Residents voice concerns on 32-unit housing plan
WESTPORT — Despite plans calling for housing in a more commercialized section of town, some Westporters were not happy when presented with a proposed 32-unit development at Post Road East.
The Planning and Zoning Commission reviewed a text amendment change at its meeting Thursday night that could allow for a rental housing development at the former Roger’s Septic Tank property.
The amendmemt, filed by 1480 PRE Associates, LLC, looks to allow greater density at the lot to accommodate two-family and multifamily dwellings, six of which would be affordable housing units.
The applicant’s attorney Christopher Smith said the town’s plan of conservation and development calls for diverse housing options,as well as protecting existing neighborhoods.
“This proposed text amendment would achieve just that,” Smith said.
Planning and Zoning Director Mary Young noted housing is needed in Westport.
“We could use more affordable housing in town, and if this helps brings it to us I recommend you give it a consideration,” Young told the commission.
However, several residents raised concerns about the new proposal. Dan Katz, a Compo Road South resident, said the town has worked hard to get relief from 8-30g applications.
“Please let us not have to build so many units that negatively impact our town, impact the police, the beaches, the schools, the fire department and the roads,” he said.
Westport received a four-year moratorium on 8-30g applications on March 15. In towns without a moratorium, any 8-30g application brought before the town’s zoning board can skirt local building regulations and only be denied on traffic, safety or environmental grounds.
Matthew Elwood, an Elmwood Road resident, said he attended hoping he would hear something positive in the application’s proposal.
“I think it’s safe to say this is not in the interest of us who live in Westport,” Elwood said.

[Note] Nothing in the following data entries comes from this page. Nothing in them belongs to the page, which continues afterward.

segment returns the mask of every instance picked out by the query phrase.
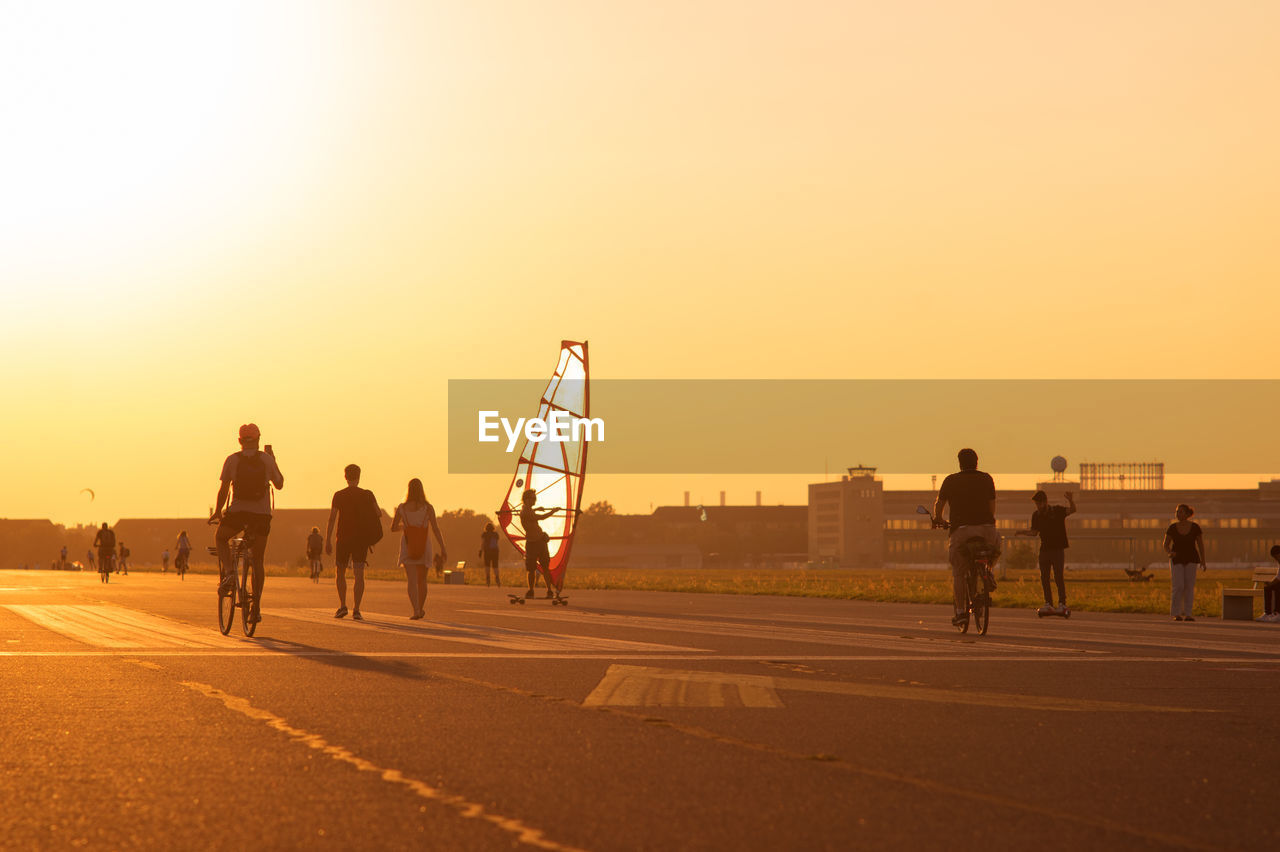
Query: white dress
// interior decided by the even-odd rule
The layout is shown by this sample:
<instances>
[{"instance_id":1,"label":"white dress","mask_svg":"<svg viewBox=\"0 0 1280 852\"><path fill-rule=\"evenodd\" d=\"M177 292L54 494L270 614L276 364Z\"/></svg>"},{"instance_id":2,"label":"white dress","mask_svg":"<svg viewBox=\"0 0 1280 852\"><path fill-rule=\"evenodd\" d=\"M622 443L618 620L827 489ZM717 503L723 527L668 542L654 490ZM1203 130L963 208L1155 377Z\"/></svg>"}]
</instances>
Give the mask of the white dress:
<instances>
[{"instance_id":1,"label":"white dress","mask_svg":"<svg viewBox=\"0 0 1280 852\"><path fill-rule=\"evenodd\" d=\"M409 509L405 508L404 503L401 503L399 506L396 507L396 511L400 513L400 523L404 524L405 526L428 528L427 549L424 550L422 552L422 556L417 559L409 558L409 537L403 532L400 533L400 564L401 565L425 565L426 567L430 568L431 558L432 558L430 526L431 526L431 518L435 515L434 510L431 508L431 504L427 503L425 506L423 506L421 509L418 509L417 511L410 511Z\"/></svg>"}]
</instances>

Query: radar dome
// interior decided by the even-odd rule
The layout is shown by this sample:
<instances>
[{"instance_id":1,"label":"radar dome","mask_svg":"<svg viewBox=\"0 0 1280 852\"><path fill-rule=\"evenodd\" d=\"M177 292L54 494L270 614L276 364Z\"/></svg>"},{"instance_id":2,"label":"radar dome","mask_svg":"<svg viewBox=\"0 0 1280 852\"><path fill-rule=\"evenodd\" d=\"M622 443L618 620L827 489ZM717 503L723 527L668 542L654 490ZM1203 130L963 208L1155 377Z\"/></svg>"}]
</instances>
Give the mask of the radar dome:
<instances>
[{"instance_id":1,"label":"radar dome","mask_svg":"<svg viewBox=\"0 0 1280 852\"><path fill-rule=\"evenodd\" d=\"M1066 473L1067 460L1064 459L1062 456L1054 456L1053 460L1049 462L1049 467L1053 470L1054 473Z\"/></svg>"}]
</instances>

Peter Gold, a Representative Town Meeting member, said the text amendment could affect other possible sites.
“You guys have an obligation to think of the town as a whole, not a specific site,” Gold said.
Commissioner Chip Stephens said he was concerned about a loss of commercial activity with the proposed amendment. He also asked the applicant to show how this amendment could be harmful to the town upon their return.
“We’re worried this type of development does not return the tax base that you get with individually owned houses,” he said.
The public hearing for the amendment and site plan was continued to the commission’s next meeting.
Hotel under review
The commission also gave a pre-application review of a plan to bring a new hotel option to town.
The text amendment proposal, filed by 1 Burr Road LLC, could potentially turn the Westport Rehabilitation Complex into a high-end hotel.
The applicant’s attorney, Leonard Braman, said the property owned by the LLC is currently in need of refurbishment.
“The building is aging and the owner has been searching for alternative uses of the property that could help beautify the building and enhance the neighborhood,” he said, adding that switching the property’s function to a high-end hotel could fulfull an unmet need in Westport.
Currently the Westport Inn is the only hotel in town. Braman said the proposed hotel could also help bring patrons to downtown Westport.
“We don’t envision having a restaurant at the hotel,” he said. “Therefore guests would be more likely to patronize local restaurants.”
He added they have proposed a text amendment change because the property is located in a RORD-1 zone, which prohibits hotels.
The commission could use various methods to limit the scope of the text amendment, Braman said. One method he provided was narrowing the text amend to only adaptive re-use applications.
“There’s a lot of flexibility when you get into the details of the text to make sure there isn’t unintended consequences,” he said.
Many commissioners said they saw the benefit of a hotel service, but were very concerned about parking. They also voiced concerns for neighbors to the property.
“It’s a sensitive area. Anything new needs to be thoroughly vetted and thought out,” Planning and Zoning Chairman Paul Lebowitz said, but added he didn’t see a problem with a hotel in a RORD-1 zone if the proper precautions are taken.
“It’s something that’s controllable if written well and eliminates any unintended consequences,” Lebowitz said.
The commission’s next meeting is on June 13.